Она довольно долго лежала молча, потом очень тихо спросила:
– А что, я теперь взаправду могу ребеночка родить?
– Конечно, можешь, – сонным голосом откликнулась Фрида. – Еще бы.
– Но… как? – Пикола, похоже, была настолько потрясена, что голос ее не слушался и звучал невыразительно.
– Ой, ну для начала тебя кто-то полюбить должен, – сказала Фрида.
– Ах так…
И Пикола снова надолго замолчала, обдумывая ответ Фриды. Я тоже размышляла на эту тему. Мне казалось, что в этом наверняка должен будет участвовать некий «мой мужчина», который, прежде чем меня оставить, меня полюбит. Но ни о каких младенцах в материных песнях и речи не было. Может, поэтому женщины, о которых пела мама, и были такими грустными? Наверное, мужчины оставляли их раньше, чем они успевали родить ребеночка.
И тут Пикола задала вопрос, который мне никогда и в голову не приходил:
– А как это сделать? Ну, то есть, как сделать, чтобы тебя кто-то полюбил?
Но Фрида не ответила: она уже спала. А я ответа на этот вопрос не знала.
ВОТИХДОМОНЗЕЛЕНЫЙСБЕЛЫМ
АДВЕРЬКРАСНАЯОНОЧЕНЬХОРОШЕНЬКИЙ
ОЧЕНЬХОРОШЕНЬКИЙОЧЕНЬХОРОШЕНЬ
КИЙХОРОШЕНЬКИЙХОРОШЕНЬ
В юго-восточной части города Лорейн, штат Огайо, где Бродвей пересекается с Тридцать пятой улицей, есть заброшенный склад. Его здание не сливается ни с висящим над ним свинцовым небом, ни с серыми щитовыми домиками, стоящими вокруг, ни с черными телефонными столбами. Наоборот, он скорее бросится прохожему в глаза своим раздражающим и одновременно чрезвычайно унылым видом. Приезжие, попав в наш небольшой городок, всегда удивляются, почему такой ужасный дом до сих пор не снесли, а местные, особенно живущие по соседству, попросту отворачиваются, проходя мимо него. Одно время на первом этаже этого дома размещалась пиццерия, и возле нее вечно слонялись подростки, кучками скапливавшиеся на углу.
Эти юнцы собирались там, чтобы похвастать своей сексуальной мощью, выкурить сигарету и придумать какую-нибудь не слишком дерзкую выходку.
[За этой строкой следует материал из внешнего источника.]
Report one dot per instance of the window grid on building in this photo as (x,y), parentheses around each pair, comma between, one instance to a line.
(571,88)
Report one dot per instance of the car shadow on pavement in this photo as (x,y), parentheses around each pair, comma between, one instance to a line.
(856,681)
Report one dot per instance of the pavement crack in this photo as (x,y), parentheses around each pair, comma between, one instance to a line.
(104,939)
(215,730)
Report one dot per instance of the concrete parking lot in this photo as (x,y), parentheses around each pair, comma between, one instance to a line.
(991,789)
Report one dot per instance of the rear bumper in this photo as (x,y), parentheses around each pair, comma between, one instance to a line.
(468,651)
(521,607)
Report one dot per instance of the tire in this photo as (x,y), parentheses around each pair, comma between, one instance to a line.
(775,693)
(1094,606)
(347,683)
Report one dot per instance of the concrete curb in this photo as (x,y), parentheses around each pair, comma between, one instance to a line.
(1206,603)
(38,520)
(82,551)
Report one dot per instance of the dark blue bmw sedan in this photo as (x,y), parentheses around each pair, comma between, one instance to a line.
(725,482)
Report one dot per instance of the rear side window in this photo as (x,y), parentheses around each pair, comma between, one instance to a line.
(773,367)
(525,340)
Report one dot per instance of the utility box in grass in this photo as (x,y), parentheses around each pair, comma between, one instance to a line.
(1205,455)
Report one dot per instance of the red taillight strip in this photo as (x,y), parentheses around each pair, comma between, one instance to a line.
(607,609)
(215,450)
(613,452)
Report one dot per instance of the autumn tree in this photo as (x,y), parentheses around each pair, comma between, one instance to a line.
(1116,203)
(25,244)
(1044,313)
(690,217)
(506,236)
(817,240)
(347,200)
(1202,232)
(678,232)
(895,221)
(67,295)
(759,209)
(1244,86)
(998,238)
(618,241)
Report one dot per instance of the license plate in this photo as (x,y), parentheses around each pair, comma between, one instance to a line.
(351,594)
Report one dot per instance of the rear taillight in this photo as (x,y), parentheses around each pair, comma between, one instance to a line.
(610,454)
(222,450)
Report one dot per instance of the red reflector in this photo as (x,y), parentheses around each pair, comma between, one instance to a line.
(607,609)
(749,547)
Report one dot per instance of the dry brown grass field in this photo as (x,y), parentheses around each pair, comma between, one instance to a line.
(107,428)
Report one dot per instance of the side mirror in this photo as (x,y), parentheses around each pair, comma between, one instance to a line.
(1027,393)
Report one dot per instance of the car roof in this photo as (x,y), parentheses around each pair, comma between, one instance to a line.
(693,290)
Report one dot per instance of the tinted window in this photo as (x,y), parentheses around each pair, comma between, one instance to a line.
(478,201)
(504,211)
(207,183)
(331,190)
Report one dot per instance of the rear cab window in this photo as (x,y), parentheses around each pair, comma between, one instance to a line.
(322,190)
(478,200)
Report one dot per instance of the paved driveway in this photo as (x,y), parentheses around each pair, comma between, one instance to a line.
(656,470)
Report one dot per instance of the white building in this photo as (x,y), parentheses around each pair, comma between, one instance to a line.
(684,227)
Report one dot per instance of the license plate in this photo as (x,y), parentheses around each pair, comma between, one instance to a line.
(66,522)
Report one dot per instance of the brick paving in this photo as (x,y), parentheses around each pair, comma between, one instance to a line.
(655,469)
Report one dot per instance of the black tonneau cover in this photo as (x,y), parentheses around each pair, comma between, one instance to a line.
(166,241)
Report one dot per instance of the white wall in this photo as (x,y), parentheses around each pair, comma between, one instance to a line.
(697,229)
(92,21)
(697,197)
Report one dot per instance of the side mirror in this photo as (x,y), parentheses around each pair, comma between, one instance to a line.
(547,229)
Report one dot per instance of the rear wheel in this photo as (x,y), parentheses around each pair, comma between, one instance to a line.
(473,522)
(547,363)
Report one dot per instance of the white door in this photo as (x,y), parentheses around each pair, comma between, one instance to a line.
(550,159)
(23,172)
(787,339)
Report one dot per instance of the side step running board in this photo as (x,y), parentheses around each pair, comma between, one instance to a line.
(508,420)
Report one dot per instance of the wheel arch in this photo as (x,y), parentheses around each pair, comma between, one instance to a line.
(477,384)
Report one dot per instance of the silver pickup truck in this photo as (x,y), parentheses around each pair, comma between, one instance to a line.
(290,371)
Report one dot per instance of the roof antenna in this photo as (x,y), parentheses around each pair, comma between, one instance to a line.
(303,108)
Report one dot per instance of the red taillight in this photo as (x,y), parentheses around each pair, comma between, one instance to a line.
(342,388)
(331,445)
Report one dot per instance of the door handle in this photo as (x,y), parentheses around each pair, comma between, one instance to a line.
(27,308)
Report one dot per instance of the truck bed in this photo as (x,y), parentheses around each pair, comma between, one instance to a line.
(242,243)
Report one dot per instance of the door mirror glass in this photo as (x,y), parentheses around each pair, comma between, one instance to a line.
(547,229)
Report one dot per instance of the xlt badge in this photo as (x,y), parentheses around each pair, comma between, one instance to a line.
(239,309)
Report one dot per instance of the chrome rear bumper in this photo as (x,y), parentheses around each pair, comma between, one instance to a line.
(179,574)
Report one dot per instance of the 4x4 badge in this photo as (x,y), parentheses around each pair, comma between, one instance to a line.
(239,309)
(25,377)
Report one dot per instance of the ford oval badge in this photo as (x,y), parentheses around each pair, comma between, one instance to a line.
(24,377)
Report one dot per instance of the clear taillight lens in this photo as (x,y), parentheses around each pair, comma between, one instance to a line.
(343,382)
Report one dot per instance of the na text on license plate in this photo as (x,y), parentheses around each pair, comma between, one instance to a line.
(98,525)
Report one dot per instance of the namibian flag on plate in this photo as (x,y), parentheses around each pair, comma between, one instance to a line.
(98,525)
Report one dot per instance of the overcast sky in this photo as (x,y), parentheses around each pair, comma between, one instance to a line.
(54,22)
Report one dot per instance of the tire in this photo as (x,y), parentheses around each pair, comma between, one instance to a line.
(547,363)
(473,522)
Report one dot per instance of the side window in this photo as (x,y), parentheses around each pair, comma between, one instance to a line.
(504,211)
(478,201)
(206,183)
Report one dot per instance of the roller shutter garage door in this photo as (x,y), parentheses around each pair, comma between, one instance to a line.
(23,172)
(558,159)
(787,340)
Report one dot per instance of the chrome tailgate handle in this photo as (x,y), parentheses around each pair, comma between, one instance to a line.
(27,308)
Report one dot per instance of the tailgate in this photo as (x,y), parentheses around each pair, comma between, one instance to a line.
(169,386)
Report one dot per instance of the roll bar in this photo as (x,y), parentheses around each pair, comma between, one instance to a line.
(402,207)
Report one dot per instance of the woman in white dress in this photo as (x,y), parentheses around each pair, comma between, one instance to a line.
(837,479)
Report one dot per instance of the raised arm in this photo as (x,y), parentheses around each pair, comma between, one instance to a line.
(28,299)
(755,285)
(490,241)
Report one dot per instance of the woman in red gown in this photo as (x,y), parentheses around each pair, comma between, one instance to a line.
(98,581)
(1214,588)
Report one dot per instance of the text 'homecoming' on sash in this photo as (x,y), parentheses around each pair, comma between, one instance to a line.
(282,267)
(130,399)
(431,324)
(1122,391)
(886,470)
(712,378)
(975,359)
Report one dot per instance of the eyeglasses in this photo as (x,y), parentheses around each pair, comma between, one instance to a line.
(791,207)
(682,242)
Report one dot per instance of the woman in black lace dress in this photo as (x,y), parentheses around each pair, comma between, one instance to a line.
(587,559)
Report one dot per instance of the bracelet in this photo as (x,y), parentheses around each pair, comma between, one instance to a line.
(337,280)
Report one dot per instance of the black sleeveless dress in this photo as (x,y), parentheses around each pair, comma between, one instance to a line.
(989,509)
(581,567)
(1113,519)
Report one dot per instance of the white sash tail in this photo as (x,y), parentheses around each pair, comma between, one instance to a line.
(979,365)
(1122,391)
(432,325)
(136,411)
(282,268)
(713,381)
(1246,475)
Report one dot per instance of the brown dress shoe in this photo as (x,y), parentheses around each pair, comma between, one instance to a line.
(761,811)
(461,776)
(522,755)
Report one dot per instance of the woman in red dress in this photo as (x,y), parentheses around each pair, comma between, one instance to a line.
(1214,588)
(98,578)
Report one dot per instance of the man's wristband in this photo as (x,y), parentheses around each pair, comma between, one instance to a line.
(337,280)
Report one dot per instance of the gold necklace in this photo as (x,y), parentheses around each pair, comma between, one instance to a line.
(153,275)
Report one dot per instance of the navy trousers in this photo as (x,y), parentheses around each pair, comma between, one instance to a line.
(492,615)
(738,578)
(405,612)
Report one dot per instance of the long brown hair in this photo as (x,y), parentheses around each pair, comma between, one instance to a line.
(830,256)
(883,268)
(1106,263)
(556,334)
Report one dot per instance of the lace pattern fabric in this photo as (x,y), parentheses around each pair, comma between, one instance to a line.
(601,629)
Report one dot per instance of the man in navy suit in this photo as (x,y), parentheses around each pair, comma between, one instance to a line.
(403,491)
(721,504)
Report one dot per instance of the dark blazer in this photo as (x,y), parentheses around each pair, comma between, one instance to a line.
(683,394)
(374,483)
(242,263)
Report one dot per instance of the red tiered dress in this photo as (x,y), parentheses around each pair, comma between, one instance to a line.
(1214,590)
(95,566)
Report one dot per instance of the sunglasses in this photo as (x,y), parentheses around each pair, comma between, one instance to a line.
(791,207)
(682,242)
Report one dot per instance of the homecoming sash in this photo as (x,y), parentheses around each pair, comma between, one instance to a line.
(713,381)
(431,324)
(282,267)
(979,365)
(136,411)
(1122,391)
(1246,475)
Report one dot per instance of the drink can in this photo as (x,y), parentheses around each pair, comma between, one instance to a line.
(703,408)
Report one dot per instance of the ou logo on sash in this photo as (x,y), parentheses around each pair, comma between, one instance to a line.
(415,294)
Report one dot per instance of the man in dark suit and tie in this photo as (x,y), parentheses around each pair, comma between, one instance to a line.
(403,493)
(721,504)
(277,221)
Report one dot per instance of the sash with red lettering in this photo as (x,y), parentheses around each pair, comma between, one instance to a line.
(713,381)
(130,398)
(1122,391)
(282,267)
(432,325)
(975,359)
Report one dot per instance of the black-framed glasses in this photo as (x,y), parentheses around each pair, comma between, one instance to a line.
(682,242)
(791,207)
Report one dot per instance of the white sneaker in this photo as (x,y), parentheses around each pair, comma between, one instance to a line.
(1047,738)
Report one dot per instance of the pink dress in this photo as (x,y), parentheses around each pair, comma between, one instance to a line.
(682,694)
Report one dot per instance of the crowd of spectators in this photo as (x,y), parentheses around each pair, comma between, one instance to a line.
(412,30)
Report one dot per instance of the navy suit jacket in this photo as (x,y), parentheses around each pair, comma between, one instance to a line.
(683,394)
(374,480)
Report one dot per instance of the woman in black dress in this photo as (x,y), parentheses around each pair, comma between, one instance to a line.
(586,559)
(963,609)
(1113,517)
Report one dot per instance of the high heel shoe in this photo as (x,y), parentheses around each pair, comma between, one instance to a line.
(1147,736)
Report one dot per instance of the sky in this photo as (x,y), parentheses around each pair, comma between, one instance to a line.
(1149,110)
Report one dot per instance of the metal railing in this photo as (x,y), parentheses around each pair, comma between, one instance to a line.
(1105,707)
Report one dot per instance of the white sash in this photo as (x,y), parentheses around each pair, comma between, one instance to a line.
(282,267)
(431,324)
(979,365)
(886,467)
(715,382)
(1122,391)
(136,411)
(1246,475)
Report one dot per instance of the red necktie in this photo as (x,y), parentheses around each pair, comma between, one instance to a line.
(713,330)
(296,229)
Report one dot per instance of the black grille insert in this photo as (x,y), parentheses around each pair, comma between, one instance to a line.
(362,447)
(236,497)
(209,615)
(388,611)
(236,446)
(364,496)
Сигаретный дым они старались вдохнуть как можно глубже, чтобы он заполнил их легкие, заставил сердце биться быстрее и помог справиться с дрожью в бедрах и удержать на крючке бьющую через край энергию юности. Двигались и смеялись они с нарочитой медлительностью, зато пепел с сигарет стряхивали чересчур быстро и часто, чем вызывали насмешки тех, кто уже не был новичком в курении. Впрочем, задолго до того, как подростки стали курить на углу, красуясь друг перед другом, здание бывшего склада арендовал скромный булочник-венгр, славившийся среди местных своими бриошами и рогаликами с маком.
До этого там был самый настоящий офис по торговле недвижимостью, а еще раньше здание прибрали к рукам какие-то цыгане, используя его как основную базу для своих темных делишек. Именно благодаря этой цыганской семье большая зеркальная витрина и приобрела вполне определенный характер, чего впоследствии никогда больше не наблюдалось. Витрину увешали бархатными шторами и восточными коврами, и среди них по очереди сидели цыганские девушки и смотрели на улицу. Время от времени они улыбались, подмигивали или кивали кому-то из прохожих, но в основном просто сидели и смотрели, и та нагота, что отчетливо виднелась в их глазах, была тщательно скрыта весьма прихотливыми нарядами с длинными рукавами и юбкой в пол.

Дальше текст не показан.